Sem querer pôr-me em bicos de pés, ou insinuar que os comentários aqui plasmados acabaram por ter alguma influência na reviravolta da programação, a verdade é que o Porto Canal decidiu finalmente emitir programação desportiva onde o tema dos árbitros passou a ser encarado sem medos e com muito pragmatismo, tal como aqui tinha há muito sugerido. Ainda bem, como diz o povo, com ou sem o empurrão dos blogues, vale mais tarde que nunca...

Ontem, por volta das 22 horas, voltou-se a debater o tema do momento (ver aqui), agora com a participação do árbitro José Leirós (tal como aconselhei aqui), Francisco Marques do Dragões Diário, o ex-jornalista da RTP José Cruz, Bernardino Barros e o pivô Tiago Girão. Foi um excelente debate onde quase nada ficou por denunciar. Os erros grosseiros dos homens do apito, as imagens dos lances polémicos, as críticas ao silêncio do presidente da Federação, da Comissão de Arbitragem, da influência do Benfica na nomeação dos árbitros, do critério ilegal nas escolhas dos árbitros, em suma, praticamente tudo o que era preciso dizer. Enfim, fez-se o que já devia ter sido feito há uns 3 anos atrás, mais que não fosse para provar aos transgressores que não estávamos distraídos e que não íamos condescender com este tipo de golpes à Al Capone. 

Com este atraso excessivo, esta permissividade, perdeu-se a oportunidade de impedir que o trabalhinho sujo dos árbitros contribuisse activamente para que o FCPorto perdesse 3 campeonatos, e fosse já  nesta temporada arredado  da Taça de Portugal e da Liga. Não podemos garantir que se isso não acontecesse éramos campeões, mas também não podemos afirmar que não o éramos. Os únicos responsáveis neste contexto, são os árbitros e quem os intimou a realizar esta panelinha. Da parte do FCPorto, a quota que lhe cabe, é ter um presidente cansado e sem vontade de delegar em terceiros a responsabilidade para fazer o que lhe competia que era combater tenazmente contra esta pouca vergonha.
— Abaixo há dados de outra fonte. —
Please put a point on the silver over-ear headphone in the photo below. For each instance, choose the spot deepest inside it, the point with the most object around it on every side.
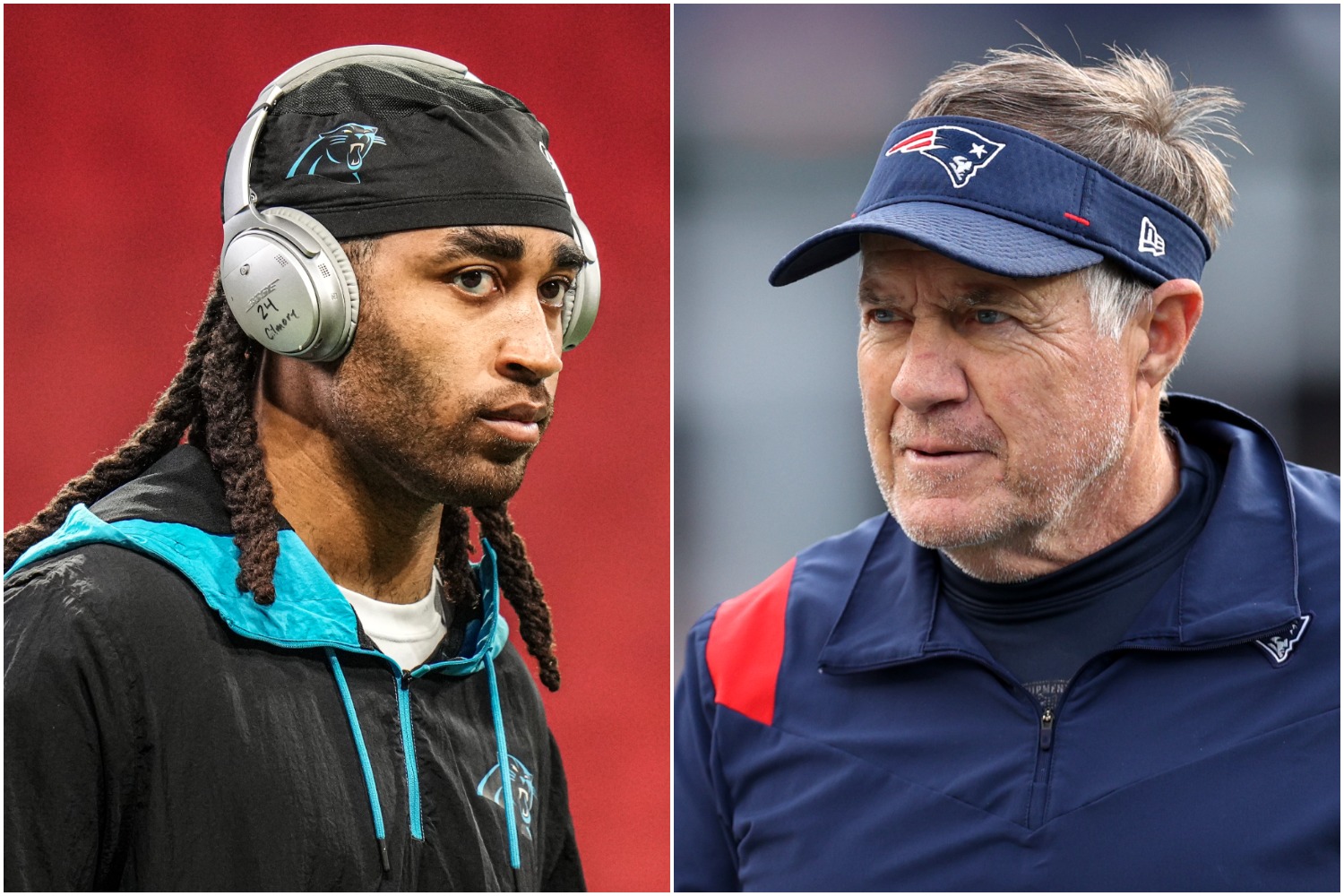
(285, 277)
Resumindo: o que falta fazer agora não é apenas dar continuidade à programação delatora destas situações no Porto Canal, tem de haver a coragem de ir até onde for preciso para pôr fim a este clima mafioso, doa a quem doer. É imperativo EXIGIR uma resposta célere e idónea às reclamações portistas dos vários organismos federativos, e chamar à liça o próprio Governo que também se tem limitado a assobiar para o lado face aos acontecimentos. E nesse caso, ninguém mais indicado para o fazer que Pinto da Costa, porque é da sua competência e dever. Já chega de tanto silêncio e passividade, já é mais que tempo para falar de coisas sérias.

04 janeiro, 2017

Não tenho estofo para criticar os jogadores do FCPorto



Não sei que mais será preciso acontecer, para os dirigentes do FCPorto decidirem tomar medidas intransigentes e de repúdio contra esta saga de arbitragens miseráveis nos jogos do nosso clube. O que nos estão a fazer é simplesmente i-n-a-c-e-i-t-á-v-e-l! Uma vergonha para a nossa dignidade!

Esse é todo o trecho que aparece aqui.